When it comes to taking exams, there are two kinds of people. There are those who don’t get a wink of sleep the night before, feel increasingly jittery, and get a rush of nerves when the timer begins; and there are the people who fly by the seat of their pants, strutting in at the last minute ready to go.
Regardless of which category you typically fall into, taking an exam online is a bit different. For the most part, it’s better. Online proctoring provides a safer and less stressful alternative to traditional test-taking, especially during an era in which social distancing remains a priority.
The vast majority of test-takers don’t encounter any issues. However, here are some ways that students and instructors alike can prepare for online proctored exams so that the entire process goes off without a hitch.
What Is Online Proctoring And How Does It Work?
First things first: What is online proctoring?
Online proctored exams consist of online tests you take while someone remotely monitors you and your computer using technologies such as your desktop, audio, and webcam video. Alternatively, your school may use proctoring software to accomplish the same task, or they may use a combination of both.
There are three main types of online proctoring:
- Live online proctoring, which involves a proctor who observes students in real-time
- Record-and-review proctoring, which involves a proctor retroactively reviewing a test-taker’s recorded screen/video/audio
- Automated proctoring, which involves using artificial intelligence to monitor audio, video, and screen-share feeds to track any irregularities
Typically, the online proctor is on virtual standby for all of the following tasks:
- To answer any questions students may have
- To confirm students’ identities
- To prevent, identify, and report negative behavior, such as cheating
- To start and stop the timer if the exam is timed
Although the popularity of online proctoring has soared in recent months, it’s been used effectively by numerous schools for years. Moreover, there’s a growing body of research to show that:
- Students rate onsite versus online proctoring the same
- There’s no statistical difference in exam results
- Test-takers are far less likely to cheat when online tests are proctored
What You Can Expect During an Online Exam
Taking an online proctored exam for the first time can be daunting, so it’s good to know what you can expect going into it.

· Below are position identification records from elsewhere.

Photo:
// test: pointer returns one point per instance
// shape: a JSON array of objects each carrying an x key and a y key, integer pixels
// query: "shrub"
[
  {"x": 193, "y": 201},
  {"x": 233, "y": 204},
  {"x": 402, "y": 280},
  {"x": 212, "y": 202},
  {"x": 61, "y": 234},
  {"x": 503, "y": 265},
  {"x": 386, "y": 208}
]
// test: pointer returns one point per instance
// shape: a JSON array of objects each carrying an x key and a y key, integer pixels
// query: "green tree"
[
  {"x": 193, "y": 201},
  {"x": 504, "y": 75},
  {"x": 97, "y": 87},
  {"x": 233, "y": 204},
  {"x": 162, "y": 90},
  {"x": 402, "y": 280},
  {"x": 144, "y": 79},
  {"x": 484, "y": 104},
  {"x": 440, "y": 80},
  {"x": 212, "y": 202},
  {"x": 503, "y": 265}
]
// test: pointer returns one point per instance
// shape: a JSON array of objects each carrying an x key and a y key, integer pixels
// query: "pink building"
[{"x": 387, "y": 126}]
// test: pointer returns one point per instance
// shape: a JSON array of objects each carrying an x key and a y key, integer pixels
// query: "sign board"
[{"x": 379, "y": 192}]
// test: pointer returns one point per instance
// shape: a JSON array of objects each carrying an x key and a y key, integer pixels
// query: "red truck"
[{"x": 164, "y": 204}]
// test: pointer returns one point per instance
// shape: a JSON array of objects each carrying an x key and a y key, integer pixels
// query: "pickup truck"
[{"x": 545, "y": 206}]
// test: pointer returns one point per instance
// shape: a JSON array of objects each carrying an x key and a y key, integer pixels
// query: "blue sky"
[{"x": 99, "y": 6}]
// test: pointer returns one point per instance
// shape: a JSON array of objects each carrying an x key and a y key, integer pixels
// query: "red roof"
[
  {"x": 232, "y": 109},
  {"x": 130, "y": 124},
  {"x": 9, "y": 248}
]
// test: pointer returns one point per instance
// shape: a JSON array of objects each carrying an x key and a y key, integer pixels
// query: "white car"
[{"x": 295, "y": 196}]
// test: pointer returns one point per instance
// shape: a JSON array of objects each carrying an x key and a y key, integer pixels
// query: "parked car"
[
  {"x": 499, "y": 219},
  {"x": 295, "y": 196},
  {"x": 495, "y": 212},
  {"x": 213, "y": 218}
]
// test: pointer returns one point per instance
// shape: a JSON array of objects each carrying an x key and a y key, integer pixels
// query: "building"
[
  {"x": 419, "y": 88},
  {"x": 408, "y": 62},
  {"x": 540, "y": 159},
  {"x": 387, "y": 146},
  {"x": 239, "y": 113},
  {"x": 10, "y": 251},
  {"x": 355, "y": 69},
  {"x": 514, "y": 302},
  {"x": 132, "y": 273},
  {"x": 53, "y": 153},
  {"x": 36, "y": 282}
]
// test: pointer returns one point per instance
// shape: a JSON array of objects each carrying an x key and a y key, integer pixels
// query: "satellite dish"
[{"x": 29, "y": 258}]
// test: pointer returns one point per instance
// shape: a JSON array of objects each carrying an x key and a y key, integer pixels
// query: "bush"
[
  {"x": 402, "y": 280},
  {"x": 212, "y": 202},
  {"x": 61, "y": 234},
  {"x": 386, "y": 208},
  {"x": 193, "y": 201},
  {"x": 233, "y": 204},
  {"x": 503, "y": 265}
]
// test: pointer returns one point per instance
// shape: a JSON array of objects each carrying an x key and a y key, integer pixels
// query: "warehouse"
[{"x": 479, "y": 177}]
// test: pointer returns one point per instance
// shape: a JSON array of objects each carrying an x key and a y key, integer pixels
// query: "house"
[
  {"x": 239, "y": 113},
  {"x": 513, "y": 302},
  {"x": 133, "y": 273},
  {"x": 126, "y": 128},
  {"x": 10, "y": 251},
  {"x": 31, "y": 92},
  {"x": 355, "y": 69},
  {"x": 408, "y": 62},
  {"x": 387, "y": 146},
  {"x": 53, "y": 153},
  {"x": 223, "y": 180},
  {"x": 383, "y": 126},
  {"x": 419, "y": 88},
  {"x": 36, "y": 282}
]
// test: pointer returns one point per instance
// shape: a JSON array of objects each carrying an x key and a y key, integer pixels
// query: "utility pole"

Here’s what you’ll need to have ready, depending on what your instructor requires:
- A computer or laptop with reliable internet connectivity
- A signed honor pledge
- A moveable webcam or a camera-equipped phone, iPad, tablet, or a similar device
- A software capable of screen-sharing, such as Zoom
When you register for the exam, there will be some information as to what you can expect. On exam day, be sure to log in and get set up early, read all directions carefully, and ask the proctor any questions you have before the timer is set.
How to Prepare Your Test-Taking Area
Each instructor or proctor will have their own set of rules. Typically, you won’t be allowed to have any food, drinks (aside from water in a see-through container), papers, books, or your phone (if it’s not being used for recording purposes). You also won’t be permitted to leave your desk.
If you happen to get interrupted at any point, your exam will likely be terminated. Prior to the test, make sure you go to the bathroom, get a snack, and alert anyone you’re living with not to bother you for the duration of the exam. However, if you require any accommodations, make sure you communicate with your instructor and proctor in advance.
Ultimately, the goal is to mimic the same level of security and focus you would have in an onsite testing location. Therefore, avoid taking the test in a public place, if at all possible. However, your local library can probably provide you with a private meeting space if need be. Lastly, clear your desk and area of anything that may cause distractions or disruptions.
How to Avoid Any Potential Issues
The foremost concern from students regarding online exams is running into technological issues. To prevent this from happening, it’s a good idea to run a system test on the computer you plan on using in the exact location you plan on using it. Do this at least 24 hours before the exam so that you have ample time to reschedule if your system doesn’t meet the requirements or if you encounter any technical issues. Additionally, make a backup plan for both technology and location in the case of last-minute issues.
Last but certainly not least, you should study for your test just as you would if it were on-site! You’ve got this.